Is there a use for this thing? I wore mine tonight and my pants got so wet it was not funny.
I mean they cost almost as much as the long one and only keep you half as dry. 
I know MSP Troopers all have these i hope they get long ones too.


----------



## tomahawk (May 1, 2002)

Troopers definitely get the long orange ones - I have seen many!
They have MSP with the state shield printed in black on the back of them.

-Mike


----------



## Killjoy (Jun 23, 2003)

We actually get both the long and short ones issued to us. The problem with wearing the long coat is that it is made of a heavier material and in hot weather is a lot like wearing a full-length trashbag (sweatbox  ). The short rain coat is a made of a lighter material and breathes a bit easier, and is a bit easier to get around in. I only wear the long coat if its an absolute deluge out, otherwise I prefer the short coat. Your pants might get a little wet, but I consider this to be a fair trade-off for the mobililty and comfort.


----------



## fscpd907 (Jun 5, 2003)

The long coats are way to hot and I feel like a New Bedford fisherman just off the boat. I have only worn it once and it was the worst mistake of my life  I think it will stay in my locker because the only use would be in hurricane type weather. The short coat is expensive but worth the purchase.


----------



## Joe B (Aug 21, 2002)

fscpd907 said:


> I have only worn it once and it was the worst mistake of my life  I think it will stay in my locker because the only use would be in hurricane type weather. The short coat is expensive but worth the purchase.

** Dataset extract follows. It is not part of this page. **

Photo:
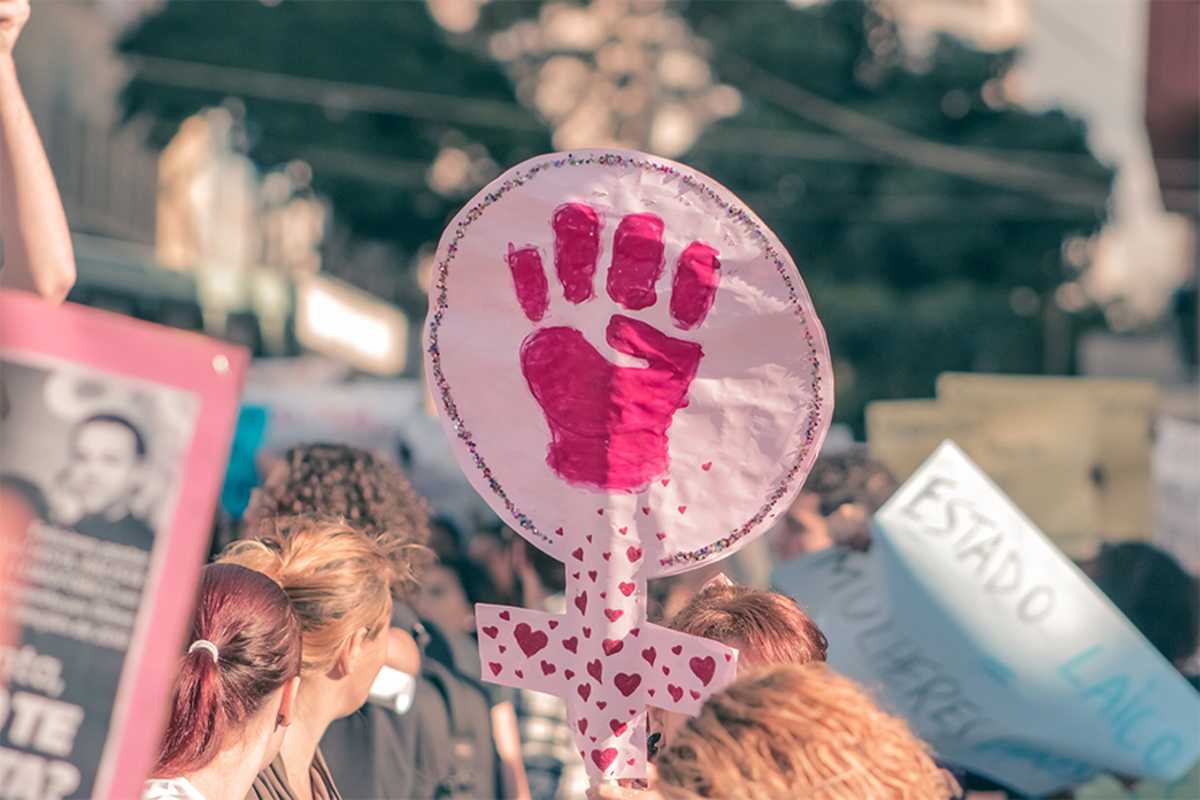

Well, if you've got a long coat that you're not too fond of and want a short one, you could always tailor the long one to a 3/4 or short coat. I know a couple of guys that have done this and it has worked out well.


----------



## PATS246 (Jun 19, 2003)

What are you doing out in the rain anyways? :lol:


----------



## Bearcat (Dec 21, 2002)

A Trooper i talked to the other day said MSP has to get all new rain gear.Something about the orange not being up to code when it comes to reflectivity.
I see most depts are going to the Lime yellow.


----------



## bbelichick (Aug 25, 2002)

News to me but I wouldn't be surprised. NEVER turn down new gear!


----------



## mpd61 (Aug 7, 2002)

Oh BOY!

Another topic to be filed under _personal preference "I like these, we get these, my bum gets wet/hot/sticky/etc."
 :wow: _


----------